Web Scraping Google News using Python: Step-by-Step Guide
Google News is the biggest news aggregator out there, available in 141 countries and offering content in 41 languages. By 2021, it had over 1.5 billion users, making it one of the go-to platforms for keeping up with the latest news or doing market research.
In this article, we’ll show you how to build your own Google News scraper that automatically collects fresh news and helps you track topics you’re interested in. We’ll guide you through using the Google SERP API and web scraping tools like Beautiful Soup and Selenium for easy, automated data collection. These methods open up a world of possibilities beyond just staying updated on the news. Discover an easier way to stay in the know!
Get instant access to structured Google News search results in real time, without blocks or CAPTCHAs with Google News API. Streamline your development process and get the freshest news headlines, articles, and more in HTML or JSON format.
Get real-time access to Google search results, structured data, and more with our powerful SERP API. Streamline your development process with easy integration of our API. Start your free trial now!
How to Scrape Google News using API
There are two ways to extract news from Google search results: using a Python library for web scraping, or using the Google News API. The API option is a great choice for beginners and anyone who wants to avoid the hassle of dealing with blocking, captchas, and proxy rotation.
The Google News API gives you data in a JSON format, which is easy to process and work with. Let’s see how to scrape google news headlines and descriptions using the Google News API, what you need, and how to save the obtained data in Excel.
Sign Up and Get an API key
To use the API, you need an API key. To get it, go to the HasData website and sign up.
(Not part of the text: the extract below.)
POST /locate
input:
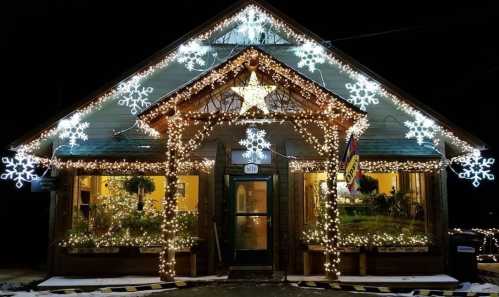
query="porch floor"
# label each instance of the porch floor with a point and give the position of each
(423, 281)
Go to the Dashboard tab in your account and copy your personal API key. We will need it later.
Full Code: Google News Scraping with API
Before we dive into the step-by-step process of creating the script, here’s a ready-made example for those who just want the end result right away:
import requests
import pandas as pd
keyword = 'new york good news'
api_url = 'https://api.hasdata.com/scrape/google'
headers = {'x-api-key': 'YOUR-API-KEY'}
params = {
'q': keyword,
'domain': 'google.com',
'tbm': 'nws'
}
try:
response = requests.get(api_url, params=params, headers=headers)
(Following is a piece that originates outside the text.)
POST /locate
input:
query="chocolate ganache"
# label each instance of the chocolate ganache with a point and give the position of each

if response.status_code == 200:
data = response.json()
news = data['newsResults']
df = pd.DataFrame(news)
df.to_excel("news_result.xlsx", index=False)
df.to_csv("news_result.csv", index=False)
except Exception as e:
print('Error:', e)
If you’re eager to test the script immediately and aren’t interested in diving into the details of its creation, feel free to jump over to Google Colaboratory. Just enter your API key and keyword, and run the script right away. However, if you’d like to go through the step-by-step process of building the script, feel free to continue to the next section, where I’ll explain everything in detail.
Set the Parameters
First, let’s install the necessary libraries. To do this, specify the following in the command prompt:
pip install requests
pip install pandas
The Requests library is a request library that will allow us to request the API to get the necessary data. And the Pandas library is needed to process the data and then save it as an Excel file.
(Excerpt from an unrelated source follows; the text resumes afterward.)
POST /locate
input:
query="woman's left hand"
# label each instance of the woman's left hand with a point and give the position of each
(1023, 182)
Now that the libraries are installed create a file with *.py extension and import them.
import requests
import pandas as pd
Now let’s set the parameters that can be put into variables. There are only two of them: a reference to the API endpoint and a keyword.
keyword = 'new york good news'
api_url = 'https://api.hasdata.com/scrape/google'
The last thing to set is the headers and body of the request. The header contains only one parameter - the API key. But the request body can contain many parameters, including localization parameters. The full list of parameters can be found in our documentation.
In this example, we will use only the necessary parameters:
headers = {'x-api-key': 'YOUR-API-KEY'}
params = {
'q': keyword,
'domain': 'google.com',
'tbm': 'nws'
}
We specified the keyword, domain, and type. The remaining parameters can be left unspecified, but they can be used to fine-tune the query and get more specific results.
Make a Request
Now that all the necessary parameters are specified execute the request:
response = requests.get(api_url, params=params, headers=headers)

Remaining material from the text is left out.